PAYG vs Contractor Calculator
Should you stay employed or go contracting? Compare the numbers.
PAYG Employee
Contractor (Sole Trader)
Key Considerations
PAYG Benefits
- Paid leave (annual, sick, personal)
- Employer-paid super (11.5%)
- Workers' compensation coverage
- Stable, predictable income
Contractor Benefits
- Higher earning potential
- Tax-deductible business expenses
- Flexibility and autonomy
- Multiple income streams
Understanding the Key Differences Between PAYG and Contractor Work
The choice between PAYG employment and contractor work in Australia isn't just about pay—it's about control, responsibility, and long-term financial planning. As a PAYG employee, you benefit from employer superannuation guarantee contributions (currently 11.5%), paid annual and sick leave, and protection under fair work laws. In contrast, as a sole trader contractor, you have greater autonomy over your projects and rates, but you’re responsible for managing your own taxes, super, insurance, and leave. You also need to consider the risk of inconsistent income and the administrative burden of invoicing, BAS reporting, and maintaining business records. While contractors often earn a higher hourly or daily rate, this premium must cover the value of the entitlements employees receive—plus the costs of running a small business.

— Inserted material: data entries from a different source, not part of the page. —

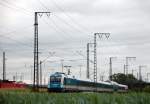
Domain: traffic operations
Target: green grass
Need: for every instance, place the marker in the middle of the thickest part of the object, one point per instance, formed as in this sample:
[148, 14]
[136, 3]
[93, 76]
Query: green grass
[22, 97]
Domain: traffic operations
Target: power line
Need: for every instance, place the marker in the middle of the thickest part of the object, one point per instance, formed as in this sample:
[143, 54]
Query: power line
[75, 22]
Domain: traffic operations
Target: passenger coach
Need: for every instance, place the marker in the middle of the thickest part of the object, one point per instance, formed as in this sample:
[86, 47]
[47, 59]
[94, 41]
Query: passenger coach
[64, 83]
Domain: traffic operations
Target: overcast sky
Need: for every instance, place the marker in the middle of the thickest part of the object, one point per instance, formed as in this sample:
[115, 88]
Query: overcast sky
[69, 28]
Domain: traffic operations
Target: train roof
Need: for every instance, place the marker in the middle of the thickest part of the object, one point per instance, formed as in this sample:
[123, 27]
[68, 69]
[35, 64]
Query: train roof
[108, 82]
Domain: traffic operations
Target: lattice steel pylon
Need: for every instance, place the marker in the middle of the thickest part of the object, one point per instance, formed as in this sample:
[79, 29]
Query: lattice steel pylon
[36, 50]
[95, 52]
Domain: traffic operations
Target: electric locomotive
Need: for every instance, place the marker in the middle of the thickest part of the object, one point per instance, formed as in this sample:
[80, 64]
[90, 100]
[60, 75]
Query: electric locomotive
[60, 82]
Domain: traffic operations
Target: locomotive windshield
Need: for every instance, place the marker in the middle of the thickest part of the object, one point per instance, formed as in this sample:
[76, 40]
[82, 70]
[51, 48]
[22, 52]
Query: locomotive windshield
[55, 79]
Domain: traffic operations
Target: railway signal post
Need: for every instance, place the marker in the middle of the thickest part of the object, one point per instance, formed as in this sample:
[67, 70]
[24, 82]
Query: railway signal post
[36, 50]
[95, 51]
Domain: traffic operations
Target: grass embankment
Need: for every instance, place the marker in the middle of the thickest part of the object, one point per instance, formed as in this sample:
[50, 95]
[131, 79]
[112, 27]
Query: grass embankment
[12, 97]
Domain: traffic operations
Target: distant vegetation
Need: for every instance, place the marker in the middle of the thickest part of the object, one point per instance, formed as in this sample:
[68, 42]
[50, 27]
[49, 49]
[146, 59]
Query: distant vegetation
[13, 97]
[133, 83]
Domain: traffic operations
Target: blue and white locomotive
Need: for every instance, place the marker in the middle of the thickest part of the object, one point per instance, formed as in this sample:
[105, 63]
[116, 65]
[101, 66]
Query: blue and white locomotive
[63, 83]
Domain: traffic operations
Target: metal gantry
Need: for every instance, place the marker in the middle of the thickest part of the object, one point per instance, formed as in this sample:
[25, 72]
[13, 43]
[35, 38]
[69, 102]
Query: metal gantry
[95, 52]
[36, 50]
[127, 63]
[88, 62]
[4, 67]
[140, 74]
[110, 67]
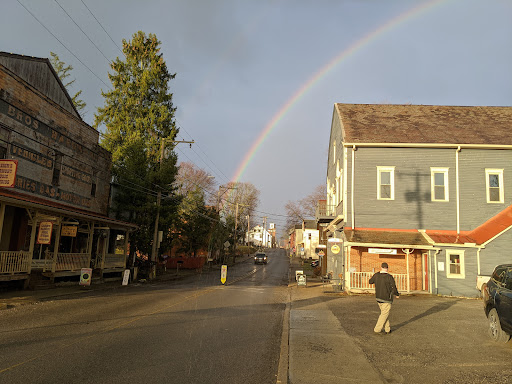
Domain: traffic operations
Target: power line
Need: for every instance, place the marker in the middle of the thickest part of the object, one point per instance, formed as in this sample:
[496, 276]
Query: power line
[104, 30]
[61, 43]
[85, 34]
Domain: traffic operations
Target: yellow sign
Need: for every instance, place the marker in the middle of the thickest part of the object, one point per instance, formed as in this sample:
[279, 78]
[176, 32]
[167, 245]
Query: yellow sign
[223, 273]
[45, 232]
[85, 276]
[8, 172]
[69, 230]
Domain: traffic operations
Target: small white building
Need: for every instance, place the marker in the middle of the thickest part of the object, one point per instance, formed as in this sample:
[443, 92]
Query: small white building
[259, 237]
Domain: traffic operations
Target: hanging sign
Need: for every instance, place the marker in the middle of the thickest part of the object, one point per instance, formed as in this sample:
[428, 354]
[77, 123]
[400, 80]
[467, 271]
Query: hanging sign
[69, 230]
[85, 276]
[8, 172]
[45, 232]
[223, 274]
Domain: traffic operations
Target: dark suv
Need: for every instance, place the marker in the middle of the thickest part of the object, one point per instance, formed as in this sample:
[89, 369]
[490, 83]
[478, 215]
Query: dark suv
[497, 295]
[260, 258]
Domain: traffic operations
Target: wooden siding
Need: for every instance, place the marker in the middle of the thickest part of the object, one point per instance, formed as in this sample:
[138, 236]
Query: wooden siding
[37, 73]
[474, 209]
[457, 287]
[412, 189]
[498, 251]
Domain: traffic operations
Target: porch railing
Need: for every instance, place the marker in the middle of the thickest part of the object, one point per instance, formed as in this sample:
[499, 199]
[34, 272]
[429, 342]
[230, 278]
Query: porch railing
[71, 261]
[111, 261]
[359, 280]
[12, 262]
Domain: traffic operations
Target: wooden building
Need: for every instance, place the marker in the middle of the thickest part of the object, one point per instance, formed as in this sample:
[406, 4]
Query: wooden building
[54, 220]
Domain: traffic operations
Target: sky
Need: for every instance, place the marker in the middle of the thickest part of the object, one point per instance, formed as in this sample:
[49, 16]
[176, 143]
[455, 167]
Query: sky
[256, 80]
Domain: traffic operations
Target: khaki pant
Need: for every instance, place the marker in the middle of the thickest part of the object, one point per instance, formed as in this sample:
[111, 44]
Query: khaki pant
[383, 320]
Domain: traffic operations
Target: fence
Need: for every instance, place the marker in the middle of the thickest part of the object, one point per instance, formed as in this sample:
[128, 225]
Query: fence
[359, 280]
[14, 262]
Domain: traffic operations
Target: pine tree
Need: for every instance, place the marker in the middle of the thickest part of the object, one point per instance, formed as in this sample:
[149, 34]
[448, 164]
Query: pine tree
[63, 72]
[139, 119]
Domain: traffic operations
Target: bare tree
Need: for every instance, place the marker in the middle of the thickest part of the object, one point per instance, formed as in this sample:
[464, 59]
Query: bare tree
[190, 178]
[305, 208]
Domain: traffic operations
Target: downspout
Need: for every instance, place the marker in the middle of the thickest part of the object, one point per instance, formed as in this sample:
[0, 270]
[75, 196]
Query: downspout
[457, 188]
[435, 269]
[352, 186]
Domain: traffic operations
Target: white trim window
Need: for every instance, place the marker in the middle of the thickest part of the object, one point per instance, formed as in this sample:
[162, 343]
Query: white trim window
[494, 185]
[455, 265]
[385, 183]
[439, 184]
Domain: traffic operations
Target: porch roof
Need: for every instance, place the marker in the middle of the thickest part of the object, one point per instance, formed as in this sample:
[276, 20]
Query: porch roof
[20, 199]
[392, 237]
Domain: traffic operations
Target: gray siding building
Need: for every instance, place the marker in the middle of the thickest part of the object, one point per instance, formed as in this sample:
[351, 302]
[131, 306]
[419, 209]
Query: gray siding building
[441, 172]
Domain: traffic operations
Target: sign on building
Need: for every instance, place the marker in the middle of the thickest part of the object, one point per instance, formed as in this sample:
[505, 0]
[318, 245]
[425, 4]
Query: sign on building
[8, 170]
[44, 235]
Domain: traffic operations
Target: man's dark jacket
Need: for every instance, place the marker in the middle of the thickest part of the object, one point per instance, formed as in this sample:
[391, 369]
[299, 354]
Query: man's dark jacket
[385, 287]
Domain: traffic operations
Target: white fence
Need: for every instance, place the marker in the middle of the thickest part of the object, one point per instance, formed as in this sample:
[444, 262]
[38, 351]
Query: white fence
[14, 262]
[359, 280]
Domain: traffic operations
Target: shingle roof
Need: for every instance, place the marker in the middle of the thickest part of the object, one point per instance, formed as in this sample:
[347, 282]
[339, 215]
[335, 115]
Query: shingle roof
[435, 124]
[368, 236]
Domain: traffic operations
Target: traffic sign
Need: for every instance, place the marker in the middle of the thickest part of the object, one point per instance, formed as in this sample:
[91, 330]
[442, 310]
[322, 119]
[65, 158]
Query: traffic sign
[223, 274]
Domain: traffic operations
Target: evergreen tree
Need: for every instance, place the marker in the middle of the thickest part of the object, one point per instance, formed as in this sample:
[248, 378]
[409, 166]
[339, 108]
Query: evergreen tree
[63, 72]
[139, 118]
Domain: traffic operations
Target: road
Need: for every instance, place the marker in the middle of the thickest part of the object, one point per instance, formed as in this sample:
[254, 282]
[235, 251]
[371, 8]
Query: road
[191, 331]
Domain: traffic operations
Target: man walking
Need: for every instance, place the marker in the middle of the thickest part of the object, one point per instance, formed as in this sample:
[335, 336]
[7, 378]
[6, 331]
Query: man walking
[385, 289]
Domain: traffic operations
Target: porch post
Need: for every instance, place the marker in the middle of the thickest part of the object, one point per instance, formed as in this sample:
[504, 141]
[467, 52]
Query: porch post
[32, 242]
[126, 242]
[56, 247]
[2, 216]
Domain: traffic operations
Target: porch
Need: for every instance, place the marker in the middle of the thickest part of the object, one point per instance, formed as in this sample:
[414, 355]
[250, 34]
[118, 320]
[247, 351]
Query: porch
[14, 265]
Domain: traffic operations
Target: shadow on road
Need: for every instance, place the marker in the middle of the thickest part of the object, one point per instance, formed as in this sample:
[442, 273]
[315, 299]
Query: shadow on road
[432, 310]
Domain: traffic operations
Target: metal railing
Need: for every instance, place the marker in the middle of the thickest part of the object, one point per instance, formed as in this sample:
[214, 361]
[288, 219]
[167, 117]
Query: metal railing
[12, 262]
[359, 280]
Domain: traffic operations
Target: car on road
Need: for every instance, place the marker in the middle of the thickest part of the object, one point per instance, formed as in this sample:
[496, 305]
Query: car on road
[497, 297]
[260, 258]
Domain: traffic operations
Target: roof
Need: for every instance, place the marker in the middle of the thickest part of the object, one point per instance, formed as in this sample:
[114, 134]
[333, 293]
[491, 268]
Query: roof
[433, 124]
[26, 68]
[375, 236]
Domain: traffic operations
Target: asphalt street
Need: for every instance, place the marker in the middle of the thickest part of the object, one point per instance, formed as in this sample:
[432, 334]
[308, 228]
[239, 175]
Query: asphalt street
[190, 331]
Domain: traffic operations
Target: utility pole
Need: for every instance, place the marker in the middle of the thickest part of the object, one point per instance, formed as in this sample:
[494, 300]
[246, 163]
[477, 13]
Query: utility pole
[154, 246]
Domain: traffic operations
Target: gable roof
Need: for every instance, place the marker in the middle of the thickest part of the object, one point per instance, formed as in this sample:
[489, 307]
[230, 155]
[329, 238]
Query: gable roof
[433, 124]
[40, 74]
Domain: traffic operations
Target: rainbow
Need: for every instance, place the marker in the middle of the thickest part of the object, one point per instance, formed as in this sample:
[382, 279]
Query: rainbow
[319, 75]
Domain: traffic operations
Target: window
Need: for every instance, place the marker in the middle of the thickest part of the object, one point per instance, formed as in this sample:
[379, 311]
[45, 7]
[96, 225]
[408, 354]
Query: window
[439, 184]
[494, 184]
[455, 264]
[386, 183]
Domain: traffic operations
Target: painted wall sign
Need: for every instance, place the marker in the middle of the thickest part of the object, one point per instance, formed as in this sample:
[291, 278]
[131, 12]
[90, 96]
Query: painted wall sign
[44, 235]
[69, 230]
[33, 186]
[30, 122]
[382, 251]
[8, 170]
[31, 155]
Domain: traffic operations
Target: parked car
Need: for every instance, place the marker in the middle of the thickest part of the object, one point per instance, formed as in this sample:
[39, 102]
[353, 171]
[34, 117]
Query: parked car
[260, 258]
[497, 297]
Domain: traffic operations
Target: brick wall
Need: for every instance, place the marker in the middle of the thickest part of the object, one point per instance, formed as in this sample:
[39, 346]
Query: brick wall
[363, 261]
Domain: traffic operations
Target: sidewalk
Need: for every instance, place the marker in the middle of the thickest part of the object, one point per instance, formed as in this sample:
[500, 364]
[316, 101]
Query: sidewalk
[11, 299]
[320, 351]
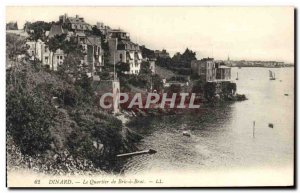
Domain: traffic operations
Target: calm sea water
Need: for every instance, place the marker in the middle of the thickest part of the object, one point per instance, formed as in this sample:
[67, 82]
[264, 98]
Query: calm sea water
[223, 136]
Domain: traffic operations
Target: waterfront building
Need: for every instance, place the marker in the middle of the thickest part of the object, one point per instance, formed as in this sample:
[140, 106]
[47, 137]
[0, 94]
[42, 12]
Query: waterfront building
[122, 50]
[211, 71]
[162, 54]
[74, 24]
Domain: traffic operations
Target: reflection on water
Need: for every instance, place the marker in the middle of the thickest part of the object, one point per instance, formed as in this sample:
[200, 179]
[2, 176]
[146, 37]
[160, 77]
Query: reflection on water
[223, 136]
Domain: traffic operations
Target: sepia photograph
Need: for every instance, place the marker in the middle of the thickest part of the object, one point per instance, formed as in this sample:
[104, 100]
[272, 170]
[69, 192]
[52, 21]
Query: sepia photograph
[150, 97]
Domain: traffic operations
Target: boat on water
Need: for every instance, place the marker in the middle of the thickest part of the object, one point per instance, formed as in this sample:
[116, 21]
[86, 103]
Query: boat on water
[272, 75]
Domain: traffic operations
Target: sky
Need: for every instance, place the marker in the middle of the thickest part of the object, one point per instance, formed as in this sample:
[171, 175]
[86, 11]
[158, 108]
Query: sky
[249, 33]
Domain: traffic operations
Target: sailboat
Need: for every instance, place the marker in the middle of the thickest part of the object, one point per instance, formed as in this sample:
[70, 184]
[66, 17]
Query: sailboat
[272, 75]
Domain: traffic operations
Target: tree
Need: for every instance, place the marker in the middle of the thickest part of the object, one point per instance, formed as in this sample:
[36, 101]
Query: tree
[29, 118]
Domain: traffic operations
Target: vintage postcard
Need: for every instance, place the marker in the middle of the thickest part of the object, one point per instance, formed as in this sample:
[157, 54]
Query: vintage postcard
[150, 96]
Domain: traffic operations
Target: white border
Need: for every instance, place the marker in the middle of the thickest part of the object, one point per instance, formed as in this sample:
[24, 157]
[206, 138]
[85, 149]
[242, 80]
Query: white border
[106, 3]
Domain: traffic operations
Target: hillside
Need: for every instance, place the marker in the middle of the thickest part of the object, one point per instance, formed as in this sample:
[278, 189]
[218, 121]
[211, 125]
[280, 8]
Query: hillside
[54, 126]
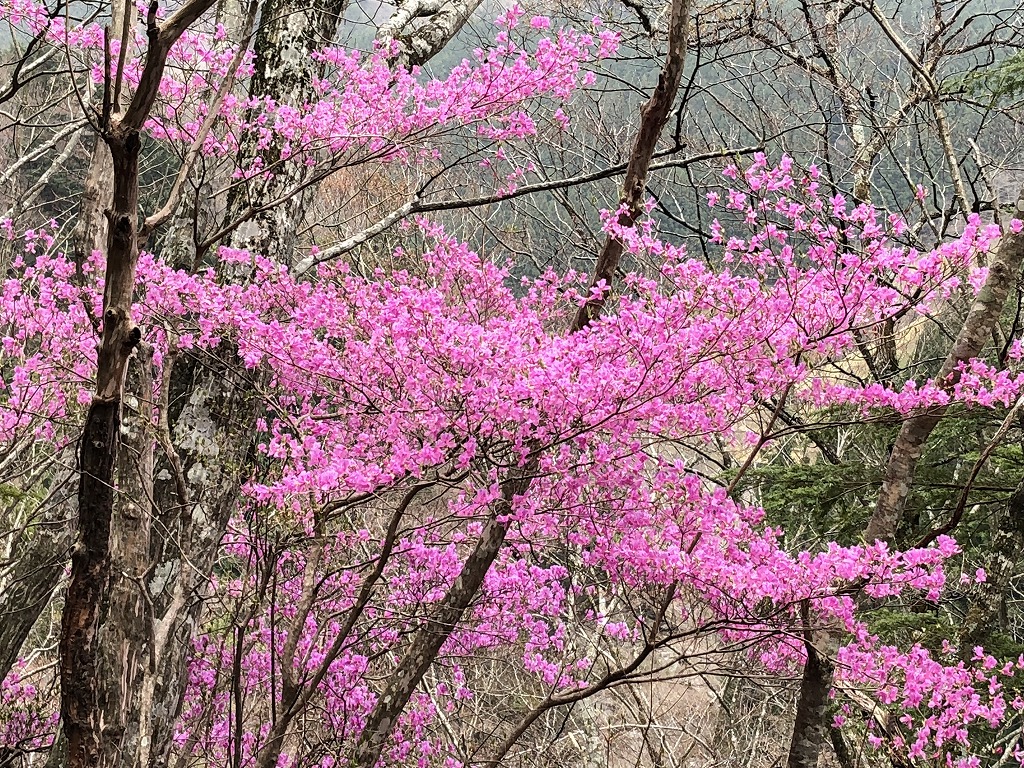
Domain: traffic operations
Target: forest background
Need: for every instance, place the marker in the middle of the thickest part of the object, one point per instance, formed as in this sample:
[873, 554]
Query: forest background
[546, 384]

HECS-HELP Repayment Thresholds and Impact for Contractors
If you have a HECS-HELP debt, your repayment obligations depend on your taxable income—regardless of whether you’re employed or contracting. For the 2024–25 income year, repayment begins at a taxable income of $51,550, with rates rising incrementally up to 10% for incomes over $157,070. As a contractor, your taxable income is your net profit (gross revenue minus allowable deductions), not your gross turnover. This means smart expense claims—such as home office use, travel, tools, and professional fees—can reduce your taxable income and potentially lower your HECS repayment. However, the ATO scrutinises contractor arrangements closely to ensure they aren’t sham contracts designed to avoid employer obligations. Always keep accurate records and consider speaking with a tax professional if your situation is complex.
Break-Even Day Rate: How to Find Your True Equivalence
To compare PAYG and contractor offers fairly, you need to calculate your break-even day rate—the daily rate that gives you the same take-home pay as your current salary. This involves factoring in not only income tax and GST but also superannuation (as contractors typically don’t receive employer super), leave loading, and potential deductions. For example, if your PAYG salary is $120,000, your after-tax income is roughly $92,000 (assuming no other deductions). To match this as a contractor working 230 days/year, you’d need a gross revenue of about $155,000 (including GST), meaning a day rate of roughly $674. But after subtracting estimated super contributions (e.g., 11.5% of net income), allowable expenses, and tax, the effective rate needed may be even higher. Our calculator automates this breakdown so you can adjust variables and see real-time comparisons.
Frequently Asked Questions
Do contractors get super in Australia?
Generally no. As a sole trader contractor, you are responsible for your own super contributions. Employers only pay super for employees.
Do I need to charge GST as a contractor?
If your annual turnover exceeds $75,000, you must register for GST and charge 10% on your services. Below that threshold, registration is optional.
What expenses can I claim as a contractor?
Home office costs, equipment, professional development, insurance, accounting fees, travel between work sites, and other business-related expenses.
Is contracting better than PAYG employment?
It depends on your day rate, expenses, risk tolerance, and whether you value leave entitlements. Use our calculator to compare after-tax income for your specific situation.